Civil society groups in Myanmar and overseas say Kyaw Moe Tun has been ‘crucial’ voice for country’s people and government overthrown by the military.
A group of some 358 Myanmar and international civil society organisations are urging the United Nations to retain Kyaw Moe Tun as the permanent representative of Myanmar to the United Nations, ahead of a meeting this week of the UN’s credentials committee.
In a letter to the members of the General Assembly that released on Monday, the group said Kyaw Moe Tun had provided a “crucial voice” at the UN for the people of Myanmar and the government that was removed by the military in a coup on February 1.
Politicians from the overthrown government have since formed the National Unity Government (NUG), while the military has responded with force to the continuing protests and mass civil disobedience movement against its rule.
“There is a real risk that complacency from UN member states could result in the Myanmar people being robbed of their rightful voice at the UN, or even in the military junta receiving official UN accreditation as representatives of the people they have murdered and tortured so mercilessly,” Khin Ohmar, the founder of Progressive Voice – one of the groups that signed the letter – said in a statement.
“We therefore need any UN member state that values humanity, peace and stability, and respects the will of the people, to reject – as the people of Myanmar categorically have – the military junta and its mass atrocities, and take a stand publicly in support of U Kyaw Moe Tun and the NUG.”

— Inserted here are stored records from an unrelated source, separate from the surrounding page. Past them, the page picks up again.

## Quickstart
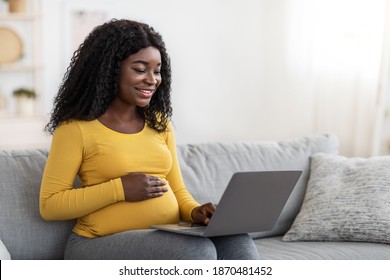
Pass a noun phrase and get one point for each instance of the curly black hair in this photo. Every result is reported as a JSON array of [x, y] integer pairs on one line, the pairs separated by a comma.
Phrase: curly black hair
[[91, 81]]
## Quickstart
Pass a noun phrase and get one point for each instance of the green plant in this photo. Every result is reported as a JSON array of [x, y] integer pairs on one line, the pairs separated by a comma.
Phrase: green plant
[[29, 93]]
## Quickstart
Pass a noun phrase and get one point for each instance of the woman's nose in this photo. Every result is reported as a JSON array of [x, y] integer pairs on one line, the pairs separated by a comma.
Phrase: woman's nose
[[151, 79]]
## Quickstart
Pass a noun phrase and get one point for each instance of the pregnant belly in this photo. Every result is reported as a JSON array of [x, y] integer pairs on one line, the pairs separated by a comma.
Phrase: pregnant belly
[[122, 216]]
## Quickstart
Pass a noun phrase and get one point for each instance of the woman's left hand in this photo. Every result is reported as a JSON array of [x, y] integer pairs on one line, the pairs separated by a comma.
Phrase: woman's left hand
[[203, 213]]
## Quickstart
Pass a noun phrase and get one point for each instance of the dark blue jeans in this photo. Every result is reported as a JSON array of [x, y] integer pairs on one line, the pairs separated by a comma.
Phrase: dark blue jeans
[[154, 244]]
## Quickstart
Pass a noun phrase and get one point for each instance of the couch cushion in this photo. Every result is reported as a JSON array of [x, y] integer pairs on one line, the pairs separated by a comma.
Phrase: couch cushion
[[273, 248], [4, 254], [25, 233], [207, 168], [347, 200]]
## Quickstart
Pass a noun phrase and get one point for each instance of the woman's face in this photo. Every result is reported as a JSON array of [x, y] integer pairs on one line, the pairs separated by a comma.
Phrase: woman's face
[[140, 77]]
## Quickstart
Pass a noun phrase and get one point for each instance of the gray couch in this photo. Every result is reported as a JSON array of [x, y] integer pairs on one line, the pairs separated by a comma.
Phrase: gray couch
[[206, 170]]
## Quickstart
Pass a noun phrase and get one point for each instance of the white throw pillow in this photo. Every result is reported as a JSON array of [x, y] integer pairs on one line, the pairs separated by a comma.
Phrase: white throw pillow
[[347, 199]]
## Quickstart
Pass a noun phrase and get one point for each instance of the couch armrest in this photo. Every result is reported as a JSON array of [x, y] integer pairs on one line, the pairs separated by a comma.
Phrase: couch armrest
[[4, 254]]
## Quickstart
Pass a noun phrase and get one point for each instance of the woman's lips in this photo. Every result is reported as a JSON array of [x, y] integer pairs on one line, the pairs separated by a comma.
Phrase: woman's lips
[[145, 93]]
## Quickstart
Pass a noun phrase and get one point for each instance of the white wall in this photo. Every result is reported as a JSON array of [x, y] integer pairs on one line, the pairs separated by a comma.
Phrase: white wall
[[249, 69]]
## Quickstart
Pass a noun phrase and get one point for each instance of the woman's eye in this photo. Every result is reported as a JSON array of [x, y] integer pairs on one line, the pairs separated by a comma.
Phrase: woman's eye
[[139, 70]]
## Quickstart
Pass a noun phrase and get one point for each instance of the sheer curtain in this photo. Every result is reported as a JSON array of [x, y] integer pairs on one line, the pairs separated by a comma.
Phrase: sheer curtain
[[335, 52], [381, 141]]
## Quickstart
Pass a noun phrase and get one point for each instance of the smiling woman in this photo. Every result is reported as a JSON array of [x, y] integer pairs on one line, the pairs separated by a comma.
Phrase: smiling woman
[[114, 105]]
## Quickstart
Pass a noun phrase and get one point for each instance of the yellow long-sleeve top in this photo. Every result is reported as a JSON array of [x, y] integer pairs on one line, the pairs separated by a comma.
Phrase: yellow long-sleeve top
[[100, 156]]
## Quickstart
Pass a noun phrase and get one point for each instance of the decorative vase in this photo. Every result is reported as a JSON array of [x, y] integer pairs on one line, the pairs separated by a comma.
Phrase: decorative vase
[[17, 6]]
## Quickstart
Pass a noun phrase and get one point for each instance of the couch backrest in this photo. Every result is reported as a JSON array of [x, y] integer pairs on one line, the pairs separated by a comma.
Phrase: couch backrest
[[22, 230], [207, 168]]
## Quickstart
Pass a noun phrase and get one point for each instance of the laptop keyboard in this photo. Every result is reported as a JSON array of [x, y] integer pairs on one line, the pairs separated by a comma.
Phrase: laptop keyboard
[[194, 229]]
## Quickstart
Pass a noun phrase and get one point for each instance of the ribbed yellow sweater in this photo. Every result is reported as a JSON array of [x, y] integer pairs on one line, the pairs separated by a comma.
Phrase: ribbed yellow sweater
[[100, 156]]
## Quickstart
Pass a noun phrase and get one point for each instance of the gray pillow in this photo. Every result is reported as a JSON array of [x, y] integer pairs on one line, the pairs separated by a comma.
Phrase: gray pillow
[[4, 254], [347, 199]]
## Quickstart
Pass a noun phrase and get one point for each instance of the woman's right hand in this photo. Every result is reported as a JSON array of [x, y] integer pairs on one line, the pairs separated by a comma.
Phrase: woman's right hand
[[139, 186]]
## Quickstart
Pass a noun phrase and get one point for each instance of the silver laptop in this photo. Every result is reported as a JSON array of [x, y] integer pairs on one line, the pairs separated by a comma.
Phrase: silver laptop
[[252, 202]]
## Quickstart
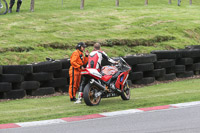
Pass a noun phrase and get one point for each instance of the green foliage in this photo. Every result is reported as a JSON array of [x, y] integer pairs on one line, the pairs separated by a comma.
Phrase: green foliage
[[59, 106], [54, 27]]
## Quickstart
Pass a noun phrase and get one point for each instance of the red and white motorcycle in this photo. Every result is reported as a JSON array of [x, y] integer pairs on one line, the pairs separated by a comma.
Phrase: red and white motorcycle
[[110, 82]]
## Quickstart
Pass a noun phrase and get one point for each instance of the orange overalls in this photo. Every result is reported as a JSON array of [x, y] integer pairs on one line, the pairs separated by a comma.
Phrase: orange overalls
[[77, 60]]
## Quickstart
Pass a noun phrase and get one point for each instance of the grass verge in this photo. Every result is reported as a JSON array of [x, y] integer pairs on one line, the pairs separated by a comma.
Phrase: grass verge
[[27, 37], [59, 106]]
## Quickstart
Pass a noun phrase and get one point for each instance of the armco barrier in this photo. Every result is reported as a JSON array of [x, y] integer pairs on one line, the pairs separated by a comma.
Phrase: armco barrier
[[17, 81]]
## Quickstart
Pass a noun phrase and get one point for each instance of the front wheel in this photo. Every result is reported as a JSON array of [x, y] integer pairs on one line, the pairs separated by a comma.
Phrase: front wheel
[[126, 93], [90, 95], [3, 7]]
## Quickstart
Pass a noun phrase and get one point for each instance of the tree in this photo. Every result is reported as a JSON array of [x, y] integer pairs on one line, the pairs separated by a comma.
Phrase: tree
[[82, 4], [190, 2], [146, 2], [32, 5]]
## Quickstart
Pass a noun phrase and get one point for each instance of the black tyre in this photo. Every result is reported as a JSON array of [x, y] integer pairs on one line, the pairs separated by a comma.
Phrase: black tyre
[[196, 67], [170, 54], [143, 67], [155, 73], [89, 95], [136, 75], [5, 86], [13, 78], [42, 76], [166, 77], [126, 93], [185, 74], [140, 59], [42, 91], [164, 64], [65, 63], [17, 69], [56, 82], [64, 73], [179, 68], [47, 66], [30, 85], [3, 7]]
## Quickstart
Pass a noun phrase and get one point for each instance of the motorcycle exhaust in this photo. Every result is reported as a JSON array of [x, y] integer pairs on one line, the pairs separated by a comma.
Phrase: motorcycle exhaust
[[99, 86]]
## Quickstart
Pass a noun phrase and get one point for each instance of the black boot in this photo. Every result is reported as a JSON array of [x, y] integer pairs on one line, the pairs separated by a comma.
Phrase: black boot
[[11, 5], [10, 10], [19, 2]]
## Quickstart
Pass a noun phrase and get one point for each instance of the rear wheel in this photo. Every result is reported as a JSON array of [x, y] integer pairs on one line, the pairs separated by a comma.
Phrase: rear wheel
[[126, 93], [91, 96], [3, 7]]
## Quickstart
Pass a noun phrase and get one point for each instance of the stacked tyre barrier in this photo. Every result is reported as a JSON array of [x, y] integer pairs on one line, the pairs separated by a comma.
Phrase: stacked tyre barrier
[[38, 79], [44, 78]]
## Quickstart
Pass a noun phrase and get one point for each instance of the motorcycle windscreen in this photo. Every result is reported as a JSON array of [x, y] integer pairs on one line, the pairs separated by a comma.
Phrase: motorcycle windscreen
[[109, 70], [106, 77]]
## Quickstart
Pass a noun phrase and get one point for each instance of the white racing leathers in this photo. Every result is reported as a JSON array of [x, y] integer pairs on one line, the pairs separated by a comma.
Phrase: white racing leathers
[[96, 57]]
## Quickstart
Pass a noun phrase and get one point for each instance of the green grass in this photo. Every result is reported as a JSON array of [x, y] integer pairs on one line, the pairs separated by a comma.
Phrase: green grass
[[59, 106], [52, 23]]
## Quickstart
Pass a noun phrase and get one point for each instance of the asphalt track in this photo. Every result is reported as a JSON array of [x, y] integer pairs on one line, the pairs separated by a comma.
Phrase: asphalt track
[[184, 119]]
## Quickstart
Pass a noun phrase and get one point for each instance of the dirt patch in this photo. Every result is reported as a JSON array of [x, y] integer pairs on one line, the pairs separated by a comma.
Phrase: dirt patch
[[16, 49], [113, 42], [169, 81], [133, 86]]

The UN’s Credentials Committee, made up of nine UN member states, including China, Russia and the United States, will meet on Tuesday to consider who should represent Myanmar – Ambassador Kyaw Moe Tun or a representative of the generals who seized power seven months ago. The committee will submit its recommendations to the General Assembly.
Some 1,080 people have been killed in the crackdown since the coup and more than 6,000 people have been detained, according to the Assistance Association for Political Prisoners. Some have fled across the border to Thailand amid air attacks in border areas or to escape the military dragnet.
Kasit Piromya, a board member of ASEAN Parliamentarians for Human Rights (APHR) and a former foreign minister of Thailand, said it would be a mistake for the UN to recognise a representative from the military.
“The junta is the very antithesis of the UN’s core values of peace, human rights, justice and social progress.” Kasit said in a statement. “Allowing it to sit at the UN would not only undermine any chance of seeing peace and democracy again in Myanmar, but would undermine the credibility of all UN efforts across the globe.”
The UN General Assembly voted in June to condemn the excessive and lethal violence used by Myanmar’s military, also known as the Tatmadaw, in response to the widespread opposition to its power grab.
“Myanmar’s military is responsible for genocide, crimes against humanity and war crimes, and continues to kill and arrest its own people for resisting the coup,” said Simon Adams, the executive director of the Global Centre for the Responsibility to Protect, which was also a signatory to the letter. “No country should recognise or support the Myanmar’s military junta.”